Wait. I'm just passing the last bulgar wheat kernel. Okay.

Now that we've all been edified by these exhaustively researched conclusions what is, as Tiger Woods might have said regarding his trusty mashie, the upshot?

Well, the first thing we need to do is reinstate the one crucial element which has been purposely deleted from the landscape, one which the designers have deemed an impediment to their profit-driven province:


Time to ponder. Time to analyze.

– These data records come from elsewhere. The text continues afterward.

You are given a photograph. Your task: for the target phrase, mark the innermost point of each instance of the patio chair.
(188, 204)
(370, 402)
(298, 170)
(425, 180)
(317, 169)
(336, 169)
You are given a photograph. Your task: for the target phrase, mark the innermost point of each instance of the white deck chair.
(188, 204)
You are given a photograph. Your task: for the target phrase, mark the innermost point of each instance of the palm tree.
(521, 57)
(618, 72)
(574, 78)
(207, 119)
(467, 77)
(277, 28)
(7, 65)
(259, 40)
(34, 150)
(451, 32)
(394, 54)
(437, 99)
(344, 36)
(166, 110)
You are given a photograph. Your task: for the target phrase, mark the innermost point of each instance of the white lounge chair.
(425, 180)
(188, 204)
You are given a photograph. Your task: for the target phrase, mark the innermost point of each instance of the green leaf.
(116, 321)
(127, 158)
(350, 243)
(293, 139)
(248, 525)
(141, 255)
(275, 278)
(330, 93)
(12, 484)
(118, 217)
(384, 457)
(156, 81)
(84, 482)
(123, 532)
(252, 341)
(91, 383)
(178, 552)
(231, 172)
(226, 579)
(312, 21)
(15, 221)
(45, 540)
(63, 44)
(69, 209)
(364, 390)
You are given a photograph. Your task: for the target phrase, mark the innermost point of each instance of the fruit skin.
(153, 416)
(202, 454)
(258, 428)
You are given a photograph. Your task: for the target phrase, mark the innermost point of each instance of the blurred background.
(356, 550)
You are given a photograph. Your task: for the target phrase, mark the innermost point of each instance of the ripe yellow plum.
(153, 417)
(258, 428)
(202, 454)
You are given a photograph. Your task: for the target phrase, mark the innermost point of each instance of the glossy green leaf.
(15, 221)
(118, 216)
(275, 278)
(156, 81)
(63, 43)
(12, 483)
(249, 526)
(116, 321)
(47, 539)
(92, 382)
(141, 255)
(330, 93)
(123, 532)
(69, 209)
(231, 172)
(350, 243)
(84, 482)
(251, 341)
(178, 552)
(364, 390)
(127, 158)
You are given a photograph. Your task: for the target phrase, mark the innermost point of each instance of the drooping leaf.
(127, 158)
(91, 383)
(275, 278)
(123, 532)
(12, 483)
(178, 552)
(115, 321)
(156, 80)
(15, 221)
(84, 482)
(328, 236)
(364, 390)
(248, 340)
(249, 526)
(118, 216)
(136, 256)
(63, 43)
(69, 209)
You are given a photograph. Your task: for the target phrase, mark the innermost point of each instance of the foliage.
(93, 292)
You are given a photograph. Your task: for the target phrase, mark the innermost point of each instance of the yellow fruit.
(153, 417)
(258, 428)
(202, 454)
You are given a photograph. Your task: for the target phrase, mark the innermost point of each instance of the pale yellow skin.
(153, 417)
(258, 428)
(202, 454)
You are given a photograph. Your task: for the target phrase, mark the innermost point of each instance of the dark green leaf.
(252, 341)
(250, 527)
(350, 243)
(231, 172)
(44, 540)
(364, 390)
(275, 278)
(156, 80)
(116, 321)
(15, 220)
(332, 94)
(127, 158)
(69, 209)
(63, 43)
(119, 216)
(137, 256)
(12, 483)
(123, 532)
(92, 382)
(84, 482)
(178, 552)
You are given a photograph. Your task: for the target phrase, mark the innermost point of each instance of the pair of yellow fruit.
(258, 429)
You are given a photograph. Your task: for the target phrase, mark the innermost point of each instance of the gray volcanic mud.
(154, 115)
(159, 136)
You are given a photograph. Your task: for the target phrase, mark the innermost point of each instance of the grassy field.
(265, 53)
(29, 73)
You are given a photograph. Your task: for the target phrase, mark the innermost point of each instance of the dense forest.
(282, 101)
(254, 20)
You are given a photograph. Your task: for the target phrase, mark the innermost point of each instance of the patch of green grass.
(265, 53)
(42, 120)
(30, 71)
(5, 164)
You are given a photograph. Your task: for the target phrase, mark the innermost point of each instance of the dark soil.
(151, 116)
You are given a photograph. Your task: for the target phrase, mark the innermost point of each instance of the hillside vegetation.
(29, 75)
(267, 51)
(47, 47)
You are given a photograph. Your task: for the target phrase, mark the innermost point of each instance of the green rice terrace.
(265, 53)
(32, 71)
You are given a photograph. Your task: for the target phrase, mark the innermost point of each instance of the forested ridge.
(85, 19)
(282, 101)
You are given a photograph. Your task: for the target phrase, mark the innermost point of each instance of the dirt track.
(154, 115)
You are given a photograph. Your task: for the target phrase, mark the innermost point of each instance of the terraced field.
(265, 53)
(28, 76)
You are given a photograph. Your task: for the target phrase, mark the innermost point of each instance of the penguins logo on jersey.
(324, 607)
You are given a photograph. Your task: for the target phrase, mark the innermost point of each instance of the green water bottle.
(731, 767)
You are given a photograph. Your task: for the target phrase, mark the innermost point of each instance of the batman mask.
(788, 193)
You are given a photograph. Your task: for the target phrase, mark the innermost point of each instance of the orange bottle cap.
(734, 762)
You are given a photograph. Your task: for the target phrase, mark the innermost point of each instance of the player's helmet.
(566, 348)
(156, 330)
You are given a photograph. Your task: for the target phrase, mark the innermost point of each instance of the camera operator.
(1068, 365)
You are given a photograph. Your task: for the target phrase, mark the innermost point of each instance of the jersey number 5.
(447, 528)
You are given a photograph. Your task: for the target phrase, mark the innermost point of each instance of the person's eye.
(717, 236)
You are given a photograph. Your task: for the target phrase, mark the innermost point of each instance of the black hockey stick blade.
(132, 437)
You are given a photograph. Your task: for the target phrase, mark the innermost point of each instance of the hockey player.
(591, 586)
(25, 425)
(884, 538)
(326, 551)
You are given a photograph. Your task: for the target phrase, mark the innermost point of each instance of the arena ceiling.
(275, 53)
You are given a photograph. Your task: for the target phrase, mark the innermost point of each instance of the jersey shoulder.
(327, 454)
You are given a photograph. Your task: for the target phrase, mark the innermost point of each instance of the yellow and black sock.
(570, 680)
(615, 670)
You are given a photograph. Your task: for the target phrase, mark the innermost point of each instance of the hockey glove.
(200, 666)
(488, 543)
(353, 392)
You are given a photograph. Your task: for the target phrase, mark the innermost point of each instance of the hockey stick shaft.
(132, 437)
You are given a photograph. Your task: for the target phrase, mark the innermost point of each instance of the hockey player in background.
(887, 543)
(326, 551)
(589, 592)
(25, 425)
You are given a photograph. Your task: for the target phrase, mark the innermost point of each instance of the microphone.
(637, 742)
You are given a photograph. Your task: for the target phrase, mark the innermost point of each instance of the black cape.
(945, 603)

The time which has lately been highjacked by instant action/reaction and sleek, sexy, high-tech impulsiveness that wires behavior formerly regulated by conscience and informed judgment, all to execute its imperative: to consume, consume, consume its products without question.

That's what I saw.

In other words, the truth behind Our American Media (and to a certain extent Our Modern World) lent those who picnicked along the banks of this Foggy Bottom Lake Victoria and dipped their bunion-warped feet into the carbonated, crystalline pool, a cool serenity, a deeply felt reassurance that all our woes as articulated by the talking heads are no more than products on a shelf, produce to be squeezed, thumped and weighed for salad. We ate, we drank, we laughed until our sides ached. It was a massive, delirious circuit-jerk.

That serene reassurance, however, is denied the audience downstream, where the clever constructs become embedded in daily discourse and have real -- not virtual -- consequences.

That said, take a page from our president: stay cool as a cucumber. Use psychological jujitsu. Let the other guys freak. And if you eat bulgar wheat and steak drink a hell of a lot of water.